In the centralised EU system, though, EU law imposes a common system on all Member States which have to work together as part of a whole. When a Regulation is "done in Brussels" and enters into force, it applies immediately to all 28 Member States, having direct effect without any intervention from national legislatures.
The law that applies in one Member State simultaneously applies in all others. It is system-wide law aimed with the aim of integrating the Member States into a single administrative body.
That was never the case in Commonwealth and Empire. Law was made for each of the territories. Thus, law made for Australia would not apply to India, nor to South Africa - there was no Empire law, as such, a single body of law made in London which would apply to the UK and then equally and simultaneously to the rest of Empire.
Thus, when it comes to the Great Repeal Bill, the Government is gong to have great difficulty in separating out the functional aspects of the law and those dealing with the establishment of the EU systems, which are worked into the law. It will need to keep the one and remove the other. And that's not as easy as it looks.
We've seen this
with fishing, where the
core regulation does not just regulate fishermen but also sets up the Common Fisheries Policy, empowering the European Commission to perform certain functions, and imposing the duty of co-operation on (multiple) Member States.

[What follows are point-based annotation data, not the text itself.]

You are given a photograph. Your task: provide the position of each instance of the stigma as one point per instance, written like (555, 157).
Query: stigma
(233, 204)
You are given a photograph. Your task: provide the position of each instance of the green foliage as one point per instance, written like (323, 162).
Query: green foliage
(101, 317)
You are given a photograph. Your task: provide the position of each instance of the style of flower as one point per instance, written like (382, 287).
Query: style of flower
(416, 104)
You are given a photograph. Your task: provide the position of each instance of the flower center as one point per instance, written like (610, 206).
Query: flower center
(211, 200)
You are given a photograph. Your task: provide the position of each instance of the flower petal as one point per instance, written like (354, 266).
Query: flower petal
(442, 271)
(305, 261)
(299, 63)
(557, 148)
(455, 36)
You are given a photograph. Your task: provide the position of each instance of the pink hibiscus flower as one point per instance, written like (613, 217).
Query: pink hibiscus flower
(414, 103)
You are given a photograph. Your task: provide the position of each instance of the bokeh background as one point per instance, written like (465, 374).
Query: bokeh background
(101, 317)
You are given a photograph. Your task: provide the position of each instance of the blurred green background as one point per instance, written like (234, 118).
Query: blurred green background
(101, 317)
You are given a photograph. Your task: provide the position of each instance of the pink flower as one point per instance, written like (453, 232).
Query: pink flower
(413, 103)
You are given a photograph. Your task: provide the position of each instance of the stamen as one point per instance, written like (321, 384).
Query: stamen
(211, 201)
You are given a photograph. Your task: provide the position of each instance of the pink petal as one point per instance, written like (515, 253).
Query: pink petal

Had the fisheries policy been written on the lines of Indian colonial legislation, it would have been framed by a "governor" based in London but appointed by Brussels, yet would have applied solely to UK waters. That we could have adopted, pro-temp, until we had something better. But Regulation 1380/2013, as it stands, is unusable without very substantial amendment.

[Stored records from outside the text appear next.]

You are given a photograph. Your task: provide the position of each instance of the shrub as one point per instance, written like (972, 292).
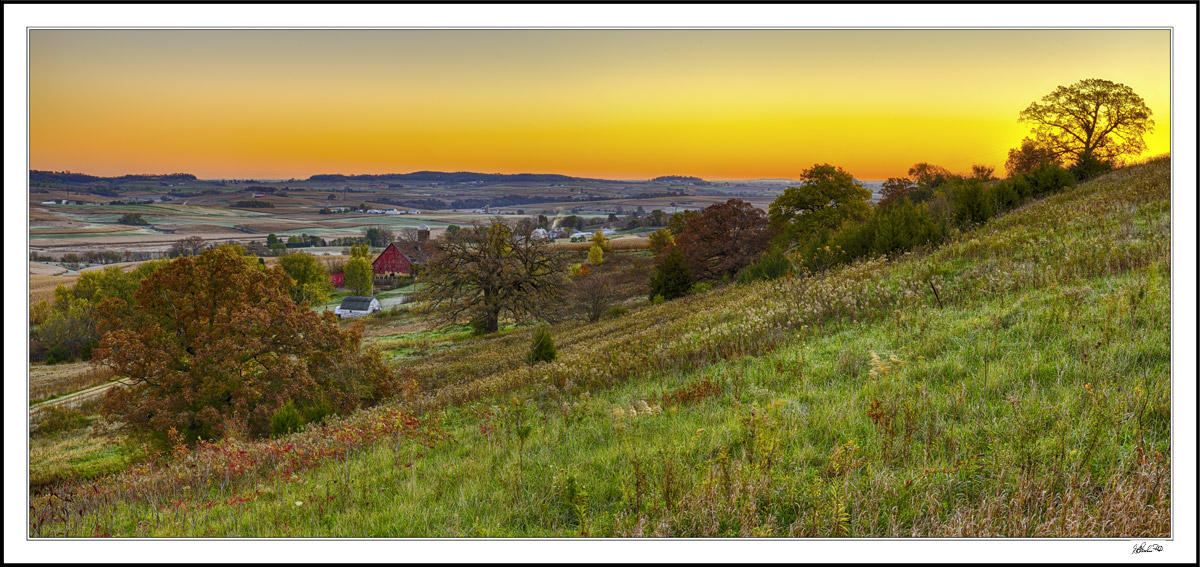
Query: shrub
(183, 322)
(541, 348)
(771, 266)
(1006, 195)
(972, 203)
(286, 419)
(1048, 179)
(1090, 167)
(595, 255)
(58, 354)
(672, 276)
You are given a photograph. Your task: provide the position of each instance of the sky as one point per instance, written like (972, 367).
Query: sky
(606, 103)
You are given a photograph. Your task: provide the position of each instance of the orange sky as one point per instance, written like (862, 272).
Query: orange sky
(610, 103)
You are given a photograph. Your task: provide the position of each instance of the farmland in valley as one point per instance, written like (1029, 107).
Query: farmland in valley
(1014, 381)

More recently, we've seen exactly the same type of problem with the
Lift Directive. This is also dual-purpose regulation Not only does it legislate for lift safety, it is one of the "New Legislative Framework" package which sets up a Brussels-based system of control over a wide range of products. As such, once again, it empowers the Commission and places cooperative duties on Member States.
We've been though many other examples, from
chemical regulation to
Air Traffic Management, and there are many more to come. But even now, it is evident that Government has vastly under-estimated the complexities of repatriation, and is not at all geared up to dealing with the problem.
The original proposal to adopt the Efta/EEA option as an interim solution to a staged process was intended to avoid problems such as these, but we have seen Davis, May and the others, blunder into a "plane crash Brexit", eyes wide shut.
They've committed themselves to something that is virtually impossible to achieve in the time, and don't even understand the scale of the mess they've landed themselves in.